Malgré ses ambitions, la loi sur l’IA suscite des débats. Des ONG comme Access Now critiquent le trop grand nombre d’exceptions accordées aux forces de l’ordre et l’autorégulation excessive des grandes entreprises technologiques.

Des analystes soulignent également l’incohérence d’une Europe qui investit dans l’IA militaire ou la surveillance biométrique tout en prétendant protéger les libertés citoyennes.

À l’inverse, d’autres acteurs du monde économique dénoncent une sur-réglementation qui risquerait de freiner l’innovation face aux États-Unis ou à la Chine.

Pour inciter les entreprises à agir de manière responsable, plus de 230 sociétés européennes ont signé l’IA Pact, un engagement volontaire pour adopter une gouvernance éthique de l’intelligence artificielle et former leurs employés à détecter les biais ou les contenus falsifiés.

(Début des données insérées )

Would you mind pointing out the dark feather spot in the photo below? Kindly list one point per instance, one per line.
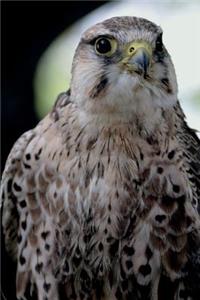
(99, 87)
(100, 247)
(19, 238)
(23, 224)
(9, 185)
(145, 269)
(22, 203)
(114, 248)
(28, 156)
(171, 154)
(26, 166)
(22, 260)
(148, 253)
(160, 218)
(176, 188)
(45, 234)
(46, 287)
(38, 267)
(47, 247)
(129, 250)
(66, 267)
(129, 264)
(76, 261)
(38, 251)
(160, 170)
(125, 285)
(17, 187)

L’autre bouclier : la vigilance

Les politiques publiques ne suffiront pas. La vigilance doit devenir un réflexe collectif. Chacun peut agir à son niveau : vérifier avant de partager, se méfier des images trop « parfaites », utiliser la recherche inversée ou des outils de détection tels que lnVID ou Hiya. L’esprit critique demeure notre meilleur rempart contre les illusions créées par l’IA.

Une révolution à double tranchant

L’intelligence artificielle générative n’est pas l’ennemi : elle amplifie simplement nos forces et nos faiblesses. Elle peut créer, réparer, expliquer ou mentir avec une grande aisance. Elle donne également à des acteurs malveillants une capacité de nuisance considérablement accrue, à faible coût.

Le véritable risque ne réside pas dans le fait que tout soit faux. C’est que plus rien ne soit suffisamment vrai pour atteindre un consensus. Et dans une démocratie, cette intrication est cruciale.